22 июня, ровно в четыре утра (СИ) - Тарханов Влад
Мося успел только крикнуть:
— Тревога! Диверсанты! — Передернул затвор мосинки, загоняя патрон в ствол, присел на колено, так ему было удобнее целиться, нажал на спуск. Выстрел прогрохотал в ночной тиши, тут же раздались несколько выстрелов откуда-то из-за реки, посмотрел — не попал! Быстро передернул затвор, и тут началось — по нему начали стрелять от моста, пули впивались в ствол дерева, прикрывшего собою бойца, парню стало страшно. По-настоящему страшно. К нему кто-то бежал из ребят-патрульных, но споткнулся и упал. Не сразу понял, что того убили, или ранили, сумел высунуться с другой стороны дерева и выстрелить еще раз. Загрохотали выстрелы из трехлинеек, это патрульные очнулись. Залегли кто где мог и начали стрелять.

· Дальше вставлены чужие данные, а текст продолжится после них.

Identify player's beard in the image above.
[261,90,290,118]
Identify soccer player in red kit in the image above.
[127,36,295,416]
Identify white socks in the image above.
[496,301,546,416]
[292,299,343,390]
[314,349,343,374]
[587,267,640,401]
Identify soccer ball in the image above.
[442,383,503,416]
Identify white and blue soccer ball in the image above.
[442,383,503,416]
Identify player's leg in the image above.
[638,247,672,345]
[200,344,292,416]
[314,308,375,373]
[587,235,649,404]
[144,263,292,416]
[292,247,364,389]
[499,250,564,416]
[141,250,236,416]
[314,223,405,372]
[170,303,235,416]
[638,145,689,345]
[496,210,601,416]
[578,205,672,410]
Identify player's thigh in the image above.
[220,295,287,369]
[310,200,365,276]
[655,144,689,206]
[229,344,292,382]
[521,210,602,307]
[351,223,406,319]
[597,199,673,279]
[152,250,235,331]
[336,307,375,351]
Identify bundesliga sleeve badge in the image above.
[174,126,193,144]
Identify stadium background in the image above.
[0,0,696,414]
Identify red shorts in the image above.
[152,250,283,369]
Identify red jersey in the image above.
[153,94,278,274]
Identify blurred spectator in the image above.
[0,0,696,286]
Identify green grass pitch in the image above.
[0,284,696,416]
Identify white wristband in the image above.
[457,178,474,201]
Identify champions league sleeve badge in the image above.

— Мося, дуй за пулеметом! — это крикнул Йонка, укрывшийся за каменной оградой, он стрелял в сторону врага. Тут залаял Дегтярев — это открыли огонь бойцы с огневой точки у маленького мостика. Тоже увидели врага, это отвлекло диверсантов и боец Гурфинкель рванул изо всех сил по улице к комендатуре. Оба их Максима находились там, главное, чтобы подоспели первые номера пулеметных расчетов.
101-й Дот прикрывал железнодорожный мост. Он был расположен в полуста метрах ниже по течению реки, на высоком берегу, и мост просматривался с него прекрасным образом. Дот был чисто пулеметным, два Максима на специальных станках контролировали и мост, и берег реки около него. Гнат Рохля проснулся от звуков стрельбы.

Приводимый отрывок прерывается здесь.